THE TROUGH OF (INSTA) FEEDS!
- Hayley Gibbs: Hayley Gibbs is a UK-based artist working in stone; her work is gorgeous and the feed is wonderful succession of beautiful carvings, but I am also including her because she made this year’s Tiny Awards trophy and it was SO BEAUTIFUL and Hayley was an absolute pleasure to work with, and if you ever want something in stone commissioning then I can recommend her unreservedly she is ace and her technique is glorious.

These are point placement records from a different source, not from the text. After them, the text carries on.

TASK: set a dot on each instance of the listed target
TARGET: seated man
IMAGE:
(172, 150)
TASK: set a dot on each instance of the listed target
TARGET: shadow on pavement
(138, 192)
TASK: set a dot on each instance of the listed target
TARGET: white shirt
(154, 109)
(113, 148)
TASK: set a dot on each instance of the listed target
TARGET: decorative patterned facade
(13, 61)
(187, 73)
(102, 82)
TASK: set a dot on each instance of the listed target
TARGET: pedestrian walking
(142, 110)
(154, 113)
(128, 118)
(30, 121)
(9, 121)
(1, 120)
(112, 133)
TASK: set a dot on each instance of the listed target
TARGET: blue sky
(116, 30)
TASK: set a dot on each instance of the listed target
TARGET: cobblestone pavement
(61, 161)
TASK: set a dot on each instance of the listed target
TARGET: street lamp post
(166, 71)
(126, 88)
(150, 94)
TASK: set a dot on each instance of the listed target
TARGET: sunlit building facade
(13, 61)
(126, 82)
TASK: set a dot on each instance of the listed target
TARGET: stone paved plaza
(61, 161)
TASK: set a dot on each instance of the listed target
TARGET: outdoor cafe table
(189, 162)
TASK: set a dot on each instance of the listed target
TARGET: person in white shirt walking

- Paperholm: Charles Young is an Edinburgh-based artist who makes very small papercraft works, buildings and towers and turrets and the like, which are exactly as cute as you might imagine (‘cute’ sounds like I am damning it with faint praise; I promise I’m not).
- Yudho XYX: Pixel art which is exactly at that sweetspot between INCREDIBLY COOL and INCREDIBLY-UNCOOL, and as such is therefore ULTIMATE COOL (I don’t make the rules, that’s just how it works, sorry).
- Dirty Brum: Former Editor Paul alerted me to this, and he is right that it’s a wonderful collection of images of vaguely-liminal-feeling spaces around Birmingham, a place which, if the Brummies will forgive me, already feels pretty fcuking liminal as it is.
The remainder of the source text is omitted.